Rawan Pungli di IPWL
Anggaran klaim biaya pasien rehabilitasi IPWL Kemenkes hanya bisa ditransfer mendekati akhir tahun. Komisioner Ombudsman Adrianus Eliasta Meliala menilai hal ini berpotensi memunculkan pungutan liar alis pungli. Ada tiga motif pungli, kata Adrianus.
“Pertama, orang diminta uang untuk talangan; kedua, dimintai uang untuk mengompensasi kelebihan; dan ketiga, orang dimintai uang untuk pungutan liar.”
Selain itu, ada dampak buruk dari IPWL di bawah Kemensos. Sebab IPWL digabung dengan panti sosial. Ini berpotensi apa yang disebutnya "swastanisasi IPWL", sarana untuk mencari laba ketimbang menyembuhkan residen.
“Dilihat oleh beberapa orang sebagai komoditas, sebagai usaha. Maka, muncullah pusat rehabilitasi swasta yang kemudian memungut biaya Rp5 juta sampai Rp500 juta,” kata Adrianus.
Metode pengobatan IPWL swasta ini mulai dari terapi tradisional, medis profesional, hingga supranatural.
Ia menyarankan rehabilitasi tak dilakukan oleh tiga kementerian dan lembaga, melainkan satu saja. Ini bisa memudahkan pengawasan rencana kerja, capaian, dan meminimalisir potensi pungli.
Supriyadi Widodo Eddyono, direktur eksekutif Institute for Criminal Justice Reform (ICJR), menjelaskan seseorang bisa masuk IPWL melalui tiga jalur. Ketiganya rawan pungli dan rentan kriminalisasi, katanya.
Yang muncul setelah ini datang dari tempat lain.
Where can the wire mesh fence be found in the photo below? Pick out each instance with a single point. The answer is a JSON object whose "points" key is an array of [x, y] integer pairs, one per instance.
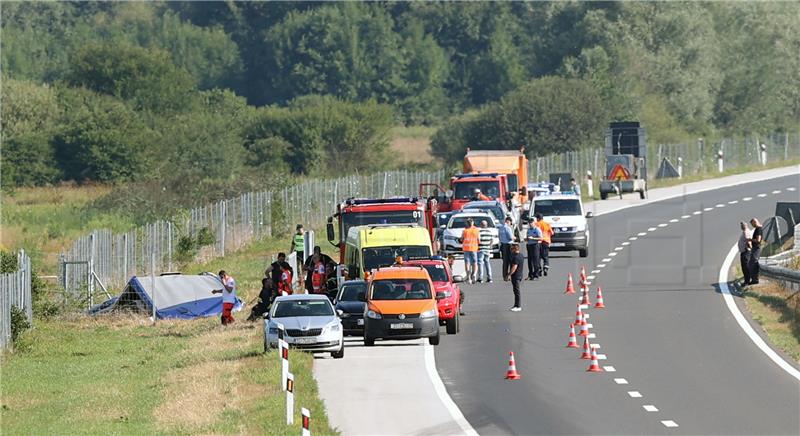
{"points": [[15, 290]]}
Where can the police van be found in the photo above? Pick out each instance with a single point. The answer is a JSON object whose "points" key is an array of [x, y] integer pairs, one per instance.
{"points": [[564, 212]]}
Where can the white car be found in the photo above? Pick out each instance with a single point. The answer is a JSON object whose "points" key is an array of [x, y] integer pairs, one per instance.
{"points": [[310, 323], [455, 229]]}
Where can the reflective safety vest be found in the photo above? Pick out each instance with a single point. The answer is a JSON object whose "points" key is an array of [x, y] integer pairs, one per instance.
{"points": [[547, 231], [318, 277], [471, 239], [298, 242]]}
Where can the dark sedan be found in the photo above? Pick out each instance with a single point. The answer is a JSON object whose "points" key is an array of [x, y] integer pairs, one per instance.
{"points": [[350, 303]]}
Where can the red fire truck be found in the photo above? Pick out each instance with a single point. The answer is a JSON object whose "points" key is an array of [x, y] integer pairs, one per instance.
{"points": [[362, 211]]}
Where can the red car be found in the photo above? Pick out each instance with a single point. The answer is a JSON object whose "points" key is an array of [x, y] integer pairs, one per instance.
{"points": [[448, 294]]}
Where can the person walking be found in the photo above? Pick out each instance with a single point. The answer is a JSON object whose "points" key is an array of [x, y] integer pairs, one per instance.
{"points": [[469, 243], [544, 246], [756, 241], [506, 235], [298, 241], [517, 265], [533, 242], [228, 292], [744, 250], [485, 252]]}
Pertama, mengakui diri sebagai pencandu lalu mendaftar menjadi pasien rumatan metadon. Mereka yang justru secara sukarela berobat rentan dikriminalisasi. Dengan gencarnya praktik pemburuan para pengedar narkoba, otomatis ada target penangkapan. Jika target ini tak terpenuhi, pasien metadon bisa jadi sasaran.
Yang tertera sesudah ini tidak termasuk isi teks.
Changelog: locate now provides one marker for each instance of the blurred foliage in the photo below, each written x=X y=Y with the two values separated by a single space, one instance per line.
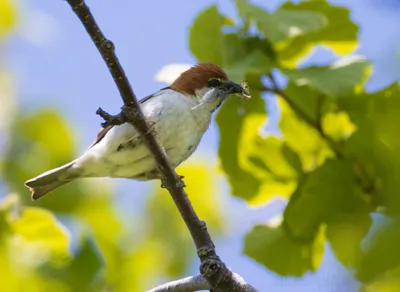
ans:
x=76 y=239
x=336 y=161
x=337 y=158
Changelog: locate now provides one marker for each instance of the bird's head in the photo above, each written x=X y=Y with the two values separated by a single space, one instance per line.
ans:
x=204 y=78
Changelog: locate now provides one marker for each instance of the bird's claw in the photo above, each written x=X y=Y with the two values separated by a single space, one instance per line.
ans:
x=110 y=120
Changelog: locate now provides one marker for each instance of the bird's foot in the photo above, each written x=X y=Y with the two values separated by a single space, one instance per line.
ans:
x=180 y=184
x=152 y=128
x=110 y=120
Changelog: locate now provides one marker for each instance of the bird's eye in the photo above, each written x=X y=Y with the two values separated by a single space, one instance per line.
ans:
x=214 y=83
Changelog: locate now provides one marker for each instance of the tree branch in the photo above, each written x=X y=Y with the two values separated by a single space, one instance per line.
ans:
x=221 y=279
x=188 y=284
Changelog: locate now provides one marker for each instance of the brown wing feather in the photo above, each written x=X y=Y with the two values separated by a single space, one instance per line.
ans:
x=103 y=131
“Takut ikut IPWL. Dia akan jadi objek menuhin kuota,” kata Widodo.
Kedua, setelah penangkapan, bisa muncul potensi lobi agar tak diproses hukum, melainkan direhabilitasi. Selain itu, dalam tahap vonis di pengadilan, hakim bisa dipengaruhi untuk menentukan terdakwa dimasukkan ke IPWL tertentu. Misalnya ke IPWL koleganya.
Ketiga, IPWL cuma membuat pasien jadi pencandu metadon secara permanen.
“Hampir semuanya seumur hidup,” ujarnya.
Mengutip Laporan BNN 2016, mayoritas pasien IPWL di bawah deputi rehabilitasi BNN tidak akan bisa sembuh.
Dari 33.267 jiwa yang menjadi pasien metadon, hanya 25.379 jiwa yang konsisten mengikuti terapi setiap hari. Namun, hanya 9.423 jiwa yang sembuh.
Kepala Humas BNN, Kombes Sulistiandriatmoko mengakui jika upaya rehabilitasi selama ini gagal. Ia mengklaim hal itu lantaran Kementerian Kesehatan dan Kementerian Sosial "memiliki kepedulian yang lebih rendah" dari BNN.
“Kementerian Kesehatan, kan, punya rumah sakit dari provinsi, kabupaten, sampai puskesmas. Tapi mereka tidak melaksanakan secara ofensif layanan rehabilitasi itu. Sementara BNN tidak punya rumah sakit, tidak punya kepanjangan tangan untuk menggerakkan rumah sakit,” ujarnya.
Ia menegaskan kembali bahwa biaya rehabilitasi ditanggung oleh negara. Selain itu, bagi para pencandu yang ingin sembuh dengan mengikuti rumatan metadon, mereka dilindungi dari jerat hukum.
"Semua prosesnya tidak ada proses hukum dan semuanya gratis ditanggung pemerintah," kata Sulistiandriatmoko. "Yang menjadi masalah adalah mereka yang tertangkap tangan, positif pengguna, kalau barang bukti lebih dari batasan SEMA (Surat Edaran Mahkamah Agung). Maka mereka ditahan.
"Tapi, kalau barang bukti di bawah SEMA, bisa ditempatkan di rehabilitasi sambil proses hukum."